President Joe Biden’s administration has already asked Seoul to rein in exports of chip technology to China, with a focus on manufacturing equipment, and adopt controls similar to those the US has already implemented, Bloomberg News has reported.
Separately, the US has been pressuring Japan and the Netherlands — home to two of the most important semiconductor equipment companies — to stop those firms from servicing restricted gear that’s already in China, as reported earlier by Bloomberg.
While the new measures would curb direct sales of HBM chips to Chinese companies, it’s unclear whether high-end memory chips bundled together with AI accelerators would be allowed for sale in the Asian nation. Samsung is now supplying HBM3 for Nvidia’s H20 chips, a less powerful AI accelerator that has been cleared for Chinese firms, Bloomberg News has reported.

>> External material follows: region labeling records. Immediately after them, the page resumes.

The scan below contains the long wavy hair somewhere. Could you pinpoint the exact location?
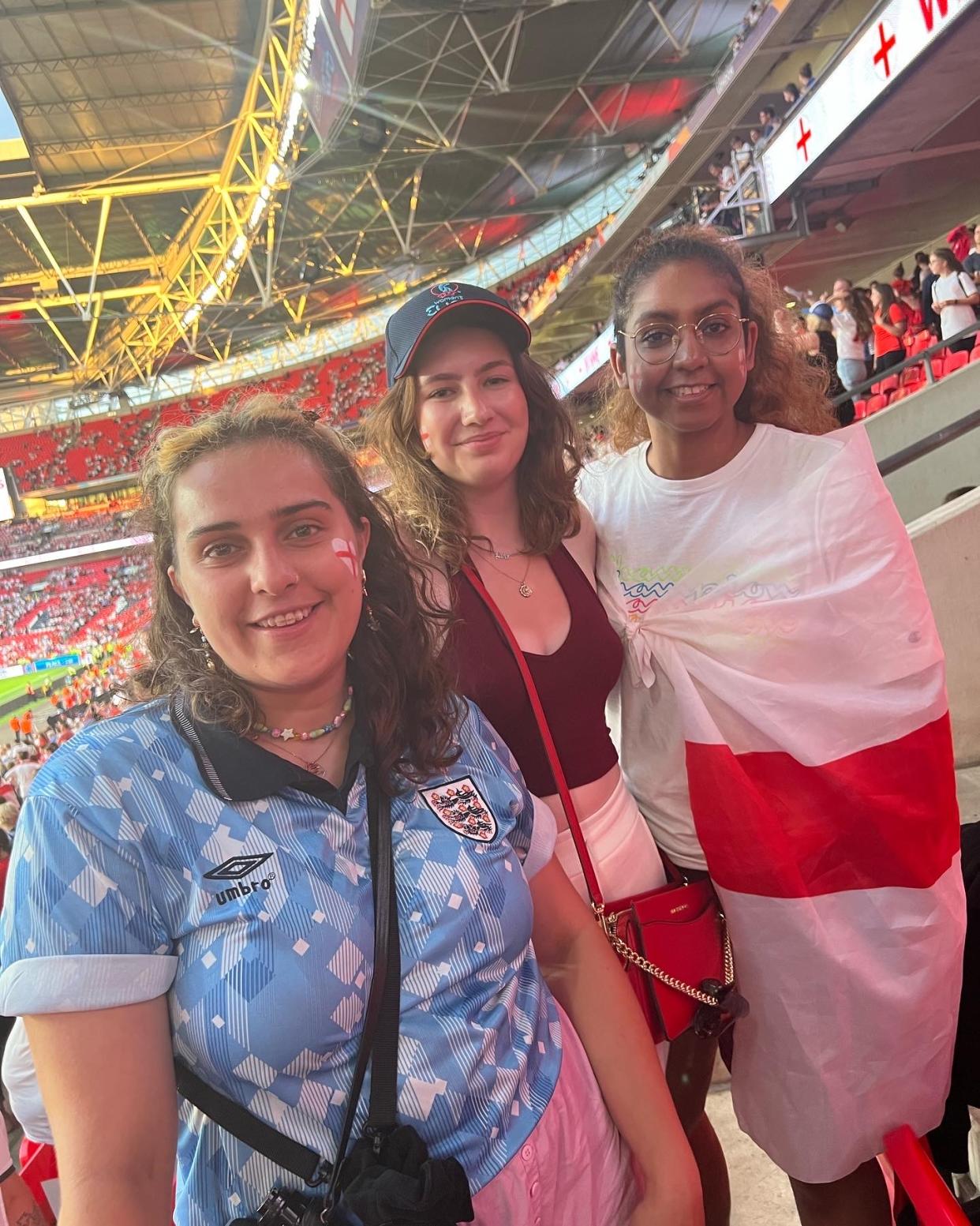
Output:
[840,290,874,341]
[603,226,838,452]
[365,338,582,570]
[131,395,459,787]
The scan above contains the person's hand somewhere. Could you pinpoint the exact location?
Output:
[630,1188,705,1226]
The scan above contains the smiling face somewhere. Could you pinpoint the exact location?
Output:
[410,328,528,490]
[612,261,758,434]
[168,441,368,707]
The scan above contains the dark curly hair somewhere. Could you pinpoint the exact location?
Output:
[131,395,461,789]
[604,226,838,452]
[365,331,582,569]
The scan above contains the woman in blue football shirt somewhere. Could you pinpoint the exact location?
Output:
[0,397,703,1226]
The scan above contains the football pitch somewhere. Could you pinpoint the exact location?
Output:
[0,668,67,710]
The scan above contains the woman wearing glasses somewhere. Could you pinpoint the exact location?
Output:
[368,283,710,1226]
[581,229,963,1226]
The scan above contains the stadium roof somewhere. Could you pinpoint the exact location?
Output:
[0,0,747,419]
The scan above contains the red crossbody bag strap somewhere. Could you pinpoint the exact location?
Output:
[461,563,603,907]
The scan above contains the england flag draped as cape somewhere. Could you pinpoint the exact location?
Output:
[599,428,964,1183]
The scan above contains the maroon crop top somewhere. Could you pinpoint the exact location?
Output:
[446,546,623,796]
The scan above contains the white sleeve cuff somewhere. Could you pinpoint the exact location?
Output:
[4,1018,54,1145]
[519,796,557,883]
[0,954,177,1018]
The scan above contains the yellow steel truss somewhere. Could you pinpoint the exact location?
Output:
[0,0,309,388]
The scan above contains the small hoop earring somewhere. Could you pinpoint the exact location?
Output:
[191,617,215,673]
[360,569,381,634]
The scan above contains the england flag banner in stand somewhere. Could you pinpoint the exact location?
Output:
[600,429,965,1183]
[762,0,975,204]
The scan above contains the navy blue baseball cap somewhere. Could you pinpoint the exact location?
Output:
[384,281,530,388]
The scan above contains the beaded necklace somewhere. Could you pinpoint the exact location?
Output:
[255,685,354,740]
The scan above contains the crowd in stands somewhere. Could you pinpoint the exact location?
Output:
[497,237,590,321]
[785,224,980,417]
[0,643,138,808]
[0,557,149,665]
[0,246,599,500]
[0,512,129,561]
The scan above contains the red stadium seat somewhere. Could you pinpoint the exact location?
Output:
[885,1124,969,1226]
[942,351,971,375]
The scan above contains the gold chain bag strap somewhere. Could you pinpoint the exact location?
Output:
[462,563,749,1042]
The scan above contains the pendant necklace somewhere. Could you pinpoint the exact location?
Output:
[477,554,534,601]
[255,685,354,740]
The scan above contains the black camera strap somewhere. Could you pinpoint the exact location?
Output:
[174,767,402,1189]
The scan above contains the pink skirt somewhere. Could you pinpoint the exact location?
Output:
[473,1013,639,1226]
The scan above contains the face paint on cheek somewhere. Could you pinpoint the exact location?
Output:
[331,537,357,579]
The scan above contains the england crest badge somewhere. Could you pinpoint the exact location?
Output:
[419,774,497,842]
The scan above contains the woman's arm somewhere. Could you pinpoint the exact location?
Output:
[530,860,705,1226]
[565,499,596,587]
[26,997,177,1226]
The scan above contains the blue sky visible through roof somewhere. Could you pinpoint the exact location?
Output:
[0,93,21,141]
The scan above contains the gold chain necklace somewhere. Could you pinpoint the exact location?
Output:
[484,554,534,601]
[273,725,333,778]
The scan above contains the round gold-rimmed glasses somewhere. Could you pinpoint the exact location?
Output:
[620,310,750,366]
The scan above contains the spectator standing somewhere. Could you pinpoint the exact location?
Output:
[831,292,874,391]
[806,303,854,426]
[963,222,980,286]
[758,107,783,141]
[915,251,940,336]
[946,226,971,260]
[4,745,40,804]
[929,246,980,353]
[871,281,909,375]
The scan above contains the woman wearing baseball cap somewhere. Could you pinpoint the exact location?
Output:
[368,283,710,1220]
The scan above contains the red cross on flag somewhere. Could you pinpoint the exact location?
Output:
[796,118,814,162]
[873,21,896,81]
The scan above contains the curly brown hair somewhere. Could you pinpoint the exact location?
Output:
[603,226,838,452]
[365,340,582,570]
[131,395,461,787]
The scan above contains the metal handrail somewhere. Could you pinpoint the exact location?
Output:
[831,320,980,406]
[878,408,980,477]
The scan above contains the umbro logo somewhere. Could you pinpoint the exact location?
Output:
[204,851,272,882]
[204,852,275,907]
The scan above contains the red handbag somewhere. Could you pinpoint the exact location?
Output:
[462,563,749,1044]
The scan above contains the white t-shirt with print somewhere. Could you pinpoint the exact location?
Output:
[932,272,976,339]
[578,426,812,869]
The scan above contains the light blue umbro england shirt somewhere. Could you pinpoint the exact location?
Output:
[0,700,561,1226]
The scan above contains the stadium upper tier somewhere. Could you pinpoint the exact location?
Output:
[0,242,585,493]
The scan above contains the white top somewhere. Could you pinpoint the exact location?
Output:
[831,310,865,362]
[578,426,796,869]
[932,272,976,339]
[4,761,40,800]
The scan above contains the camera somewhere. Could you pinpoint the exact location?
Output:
[228,1188,326,1226]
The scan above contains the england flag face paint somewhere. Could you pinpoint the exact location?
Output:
[331,537,357,579]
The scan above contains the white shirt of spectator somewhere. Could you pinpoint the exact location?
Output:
[932,272,976,339]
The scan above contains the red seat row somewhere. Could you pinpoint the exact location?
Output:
[854,332,980,418]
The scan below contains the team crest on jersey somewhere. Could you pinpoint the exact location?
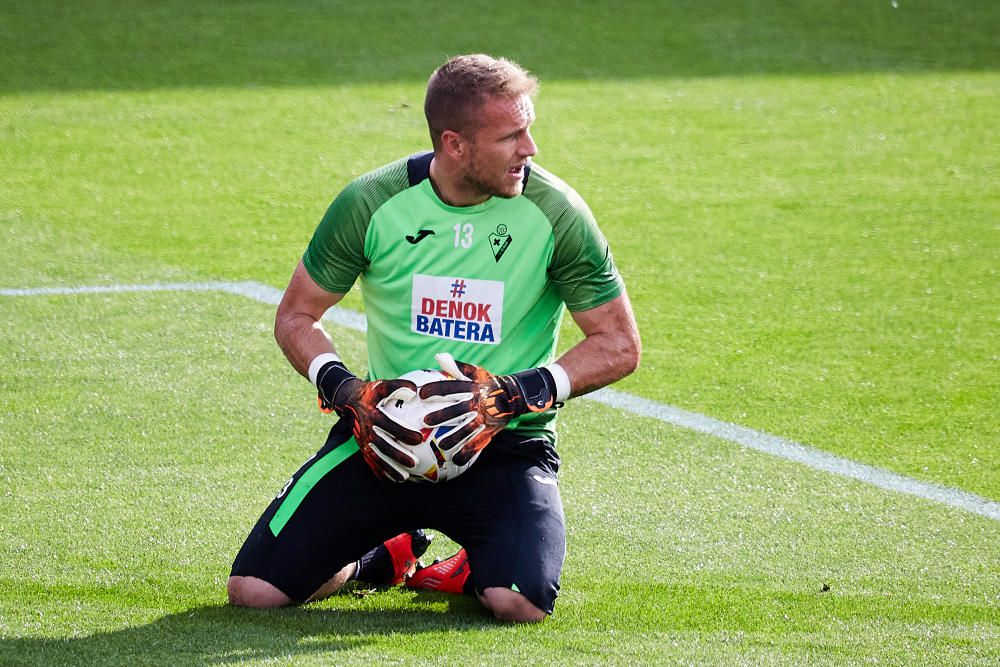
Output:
[490,225,511,262]
[411,273,503,345]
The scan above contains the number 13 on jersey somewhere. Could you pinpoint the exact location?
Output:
[452,222,475,248]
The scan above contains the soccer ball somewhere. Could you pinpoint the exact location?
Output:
[378,370,479,482]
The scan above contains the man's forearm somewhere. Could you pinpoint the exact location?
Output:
[556,334,639,397]
[274,312,335,378]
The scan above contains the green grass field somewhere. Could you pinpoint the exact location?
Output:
[0,0,1000,665]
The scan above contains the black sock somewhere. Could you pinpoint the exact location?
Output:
[353,544,393,586]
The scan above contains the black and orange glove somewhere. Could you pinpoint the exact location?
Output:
[316,361,423,482]
[410,355,556,465]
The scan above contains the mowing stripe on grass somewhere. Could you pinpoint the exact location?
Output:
[0,281,1000,521]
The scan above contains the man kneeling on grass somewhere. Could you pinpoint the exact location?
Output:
[228,55,640,622]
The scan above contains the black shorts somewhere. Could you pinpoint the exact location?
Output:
[232,420,566,613]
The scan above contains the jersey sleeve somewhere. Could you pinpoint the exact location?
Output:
[526,168,625,312]
[549,201,624,312]
[302,160,408,293]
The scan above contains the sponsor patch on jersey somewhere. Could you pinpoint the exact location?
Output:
[411,273,503,345]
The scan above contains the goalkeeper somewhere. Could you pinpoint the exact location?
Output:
[228,55,640,622]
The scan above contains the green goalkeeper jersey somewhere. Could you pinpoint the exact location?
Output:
[302,153,623,443]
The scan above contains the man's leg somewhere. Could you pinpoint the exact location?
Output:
[227,423,418,607]
[406,449,566,623]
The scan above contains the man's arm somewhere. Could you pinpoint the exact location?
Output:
[274,261,344,377]
[556,292,642,396]
[274,262,423,482]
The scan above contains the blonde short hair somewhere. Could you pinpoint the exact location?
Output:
[424,53,538,149]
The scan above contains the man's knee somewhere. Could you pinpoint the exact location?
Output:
[479,588,548,623]
[226,577,292,609]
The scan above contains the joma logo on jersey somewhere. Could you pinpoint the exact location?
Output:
[411,274,503,345]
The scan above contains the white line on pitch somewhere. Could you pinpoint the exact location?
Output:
[0,281,1000,521]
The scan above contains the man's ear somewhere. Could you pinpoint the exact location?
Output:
[441,130,468,159]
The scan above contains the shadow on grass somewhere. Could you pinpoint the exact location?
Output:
[0,595,497,666]
[0,0,1000,92]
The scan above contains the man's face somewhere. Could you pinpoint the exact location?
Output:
[463,95,538,198]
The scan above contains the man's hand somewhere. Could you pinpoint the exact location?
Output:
[419,354,556,465]
[316,362,423,482]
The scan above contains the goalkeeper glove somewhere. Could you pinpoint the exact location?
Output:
[316,361,423,482]
[419,354,558,465]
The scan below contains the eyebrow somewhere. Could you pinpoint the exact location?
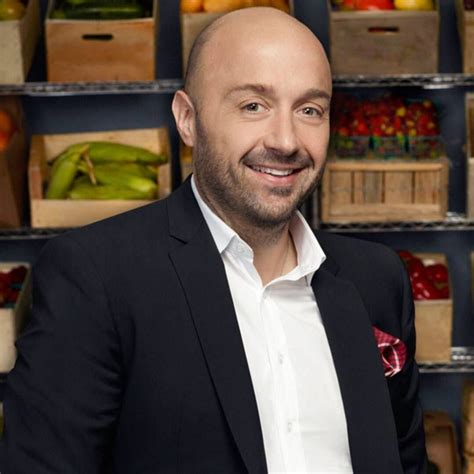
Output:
[225,84,331,102]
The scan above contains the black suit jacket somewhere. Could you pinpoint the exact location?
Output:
[4,181,425,474]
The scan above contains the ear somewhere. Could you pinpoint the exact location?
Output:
[171,90,196,147]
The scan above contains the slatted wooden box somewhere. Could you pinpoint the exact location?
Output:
[466,93,474,219]
[0,262,31,373]
[45,0,158,82]
[0,0,40,84]
[0,96,27,227]
[28,128,171,227]
[415,253,453,362]
[327,0,440,74]
[321,158,448,223]
[180,0,294,73]
[423,411,461,474]
[454,0,474,74]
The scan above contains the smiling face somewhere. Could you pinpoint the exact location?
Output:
[172,8,331,233]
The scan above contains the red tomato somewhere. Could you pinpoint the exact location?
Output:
[425,263,448,283]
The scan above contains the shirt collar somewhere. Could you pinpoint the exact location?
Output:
[191,176,326,285]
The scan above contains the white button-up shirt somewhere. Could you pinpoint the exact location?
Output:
[191,177,352,474]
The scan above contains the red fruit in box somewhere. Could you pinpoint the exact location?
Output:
[425,263,448,283]
[407,257,425,280]
[397,250,415,263]
[411,277,441,300]
[438,285,449,300]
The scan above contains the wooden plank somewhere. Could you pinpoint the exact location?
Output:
[384,171,413,204]
[330,171,352,208]
[414,171,441,204]
[328,0,439,74]
[364,171,383,204]
[0,0,40,84]
[45,0,158,82]
[28,128,171,227]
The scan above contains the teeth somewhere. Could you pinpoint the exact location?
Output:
[252,166,293,176]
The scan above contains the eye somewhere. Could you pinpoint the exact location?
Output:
[301,107,323,117]
[243,102,262,112]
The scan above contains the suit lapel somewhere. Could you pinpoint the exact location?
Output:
[312,259,402,474]
[168,182,267,474]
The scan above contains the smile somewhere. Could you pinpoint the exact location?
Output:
[250,166,298,176]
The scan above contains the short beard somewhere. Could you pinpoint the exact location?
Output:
[193,117,322,234]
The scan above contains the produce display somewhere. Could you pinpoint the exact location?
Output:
[332,0,436,11]
[180,0,290,13]
[50,0,152,20]
[331,94,440,159]
[0,265,28,308]
[398,250,450,300]
[0,0,26,21]
[0,109,16,152]
[46,142,168,199]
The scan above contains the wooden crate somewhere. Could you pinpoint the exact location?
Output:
[415,253,453,362]
[466,92,474,219]
[423,411,461,474]
[28,128,171,227]
[0,96,27,227]
[327,0,440,74]
[455,0,474,74]
[0,0,40,84]
[321,158,448,222]
[180,0,295,74]
[0,262,31,373]
[415,253,453,362]
[45,0,158,82]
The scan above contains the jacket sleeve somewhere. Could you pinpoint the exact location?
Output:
[2,236,123,474]
[388,256,427,474]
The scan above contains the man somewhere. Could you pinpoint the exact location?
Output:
[5,4,425,474]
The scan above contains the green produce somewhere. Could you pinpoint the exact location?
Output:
[46,152,81,199]
[79,163,157,193]
[63,2,145,20]
[68,142,168,165]
[67,178,156,200]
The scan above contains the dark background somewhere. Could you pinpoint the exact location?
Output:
[0,0,474,448]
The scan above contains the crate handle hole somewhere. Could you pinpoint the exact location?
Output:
[367,26,400,35]
[82,34,114,41]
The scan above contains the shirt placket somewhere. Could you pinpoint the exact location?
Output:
[262,286,306,472]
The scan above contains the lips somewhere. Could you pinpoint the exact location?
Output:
[249,165,299,177]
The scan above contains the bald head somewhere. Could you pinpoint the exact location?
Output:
[185,7,330,105]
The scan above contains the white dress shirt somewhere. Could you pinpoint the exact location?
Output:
[191,177,352,474]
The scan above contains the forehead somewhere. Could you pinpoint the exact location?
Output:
[200,28,331,95]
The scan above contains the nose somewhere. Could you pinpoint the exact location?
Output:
[264,111,299,156]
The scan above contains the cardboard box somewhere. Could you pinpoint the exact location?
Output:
[466,95,474,219]
[28,128,171,227]
[0,262,31,373]
[321,158,448,223]
[0,0,40,84]
[46,0,158,82]
[454,0,474,74]
[327,0,440,74]
[0,96,27,227]
[424,411,461,474]
[415,253,453,362]
[180,0,294,74]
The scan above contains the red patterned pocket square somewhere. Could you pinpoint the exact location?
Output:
[372,326,407,377]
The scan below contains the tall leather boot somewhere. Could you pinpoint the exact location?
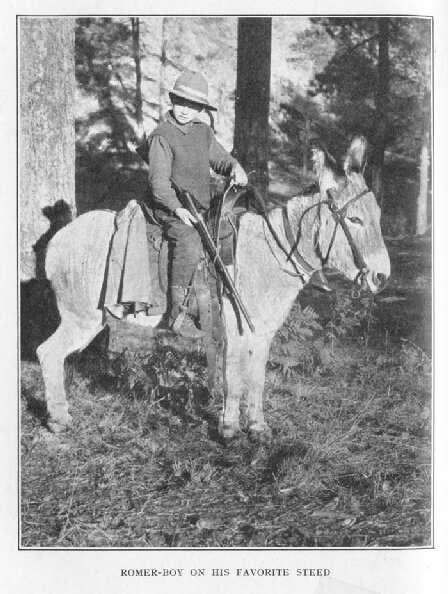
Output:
[168,285,204,340]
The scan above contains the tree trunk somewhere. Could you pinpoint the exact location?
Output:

As part of its comprehensive HBM-related curbs in the same export control package, the US plans to lower the threshold for what qualifies as advanced dynamic random access memory, or DRAM. A single HBM chip contains several DRAM dies.
Critical Components
New restrictions on HBM equipment and DRAM aim to deter leading Chinese memory chipmaker ChangXin Memory Technologies Inc. from advancing its technology, according to some of the people. CXMT is now capable of making HBM2, which first became commercially available in 2016.
Biden administration officials also plan to create a list of the critical components that China needs to keep producing semiconductors. They’re also eyeing what’s called a zero de-minimis rule, an even tighter standard for FDR under which any products containing US technology would be subject to potential restrictions. A large group of US allies will be exempted from that measure, include Japan and the Netherlands.
Huawei Technologies Co. is now offering its Ascend AI chips as an alternative to products from Nvidia and AMD just as Beijing seeks to bolster self-sufficiency in critical technologies in response to tighter US restrictions. However, it is unclear who supplies Huawei with the HBMs that are bundled with its Ascend chips.